Sur la décision portant interdiction de retour sur le territoire français pour une durée d’un an :
7. Aux termes de l’article L. 612-6 du code de l’entrée et du séjour des étrangers et du droit d’asile : « Lorsqu’aucun délai de départ volontaire n’a été accordé à l’étranger, l’autorité administrative assortit la décision portant obligation de quitter le territoire français d’une interdiction de retour sur le territoire français. Des circonstances humanitaires peuvent toutefois justifier que l’autorité administrative n’édicte pas d’interdiction de retour. / Les effets de cette interdiction cessent à l’expiration d’une durée, fixée par l’autorité administrative, qui ne peut excéder cinq ans à compter de l’exécution de l’obligation de quitter le territoire français, et dix ans en cas de menace grave pour l’ordre public ». Aux termes de l’article L. 612-10 du même code : « Pour fixer la durée des interdictions de retour mentionnées aux articles L. 612-6 et L. 612-7, l’autorité administrative tient compte de la durée de présence de l’étranger sur le territoire français, de la nature et de l’ancienneté de ses liens avec la France, de la circonstance qu’il a déjà fait l’objet ou non d’une mesure d’éloignement et de la menace pour l’ordre public que représente sa présence sur le territoire français () ». Eu égard à la durée du séjour en France de M. B et à ses attaches en France précédemment mentionnées au point 5 de la présente ordonnance, la décision lui faisant interdiction de retour sur le territoire français pour une durée d’un an n’est pas disproportionnée au regard des dispositions précédemment citées du code de l’entrée et du séjour des étrangers et du droit d’asile. En outre, et en tout état de cause, pour les mêmes motifs de fait que ceux exposés au point 5 de la présente ordonnance, le moyen tiré de ce que la décision portant interdiction de retour sur le territoire français pour une durée d’un an serait entachée d’une erreur manifeste d’appréciation au regard de ses conséquences sur la situation personnelle de M. B doit être écarté.

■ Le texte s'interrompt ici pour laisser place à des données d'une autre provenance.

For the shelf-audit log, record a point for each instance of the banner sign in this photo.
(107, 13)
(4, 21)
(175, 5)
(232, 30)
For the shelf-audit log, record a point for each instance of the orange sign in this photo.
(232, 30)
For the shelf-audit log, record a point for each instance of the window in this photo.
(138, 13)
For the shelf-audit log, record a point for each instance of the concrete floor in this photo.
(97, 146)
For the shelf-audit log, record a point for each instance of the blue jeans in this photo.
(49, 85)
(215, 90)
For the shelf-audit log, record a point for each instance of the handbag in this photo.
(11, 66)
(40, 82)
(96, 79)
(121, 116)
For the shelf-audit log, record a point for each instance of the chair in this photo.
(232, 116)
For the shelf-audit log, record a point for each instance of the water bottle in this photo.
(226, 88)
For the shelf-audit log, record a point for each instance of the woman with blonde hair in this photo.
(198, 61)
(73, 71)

8. Il résulte de tout ce qui précède que la requête d’appel de M. B est manifestement dépourvue de fondement et doit être rejetée en application du dernier alinéa de l’article R. 222-1 du code de justice administrative. Par voie de conséquence, les conclusions présentées à fin d’injonction, ainsi que celles présentées au titre de l’article L. 761-1 du code de justice administrative doivent, également, être rejetées.
ORDONNE :
Article 1er : La requête de M. B est rejetée.
Article 2 : La présente ordonnance sera notifiée à M. A B.
Copie en sera adressée à la préfète de l’Ain.
Fait à Paris, le 18 juillet 2025.
Le président de la 5ème chambre,
A. BARTHEZ
La République mande et ordonne au ministre d’Etat, ministre de l’intérieur en ce qui le concerne, ou à tous commissaires de justice à ce requis en ce qui concerne les voies de droit commun contre les parties privées, de pourvoir à l’exécution de la présente décision.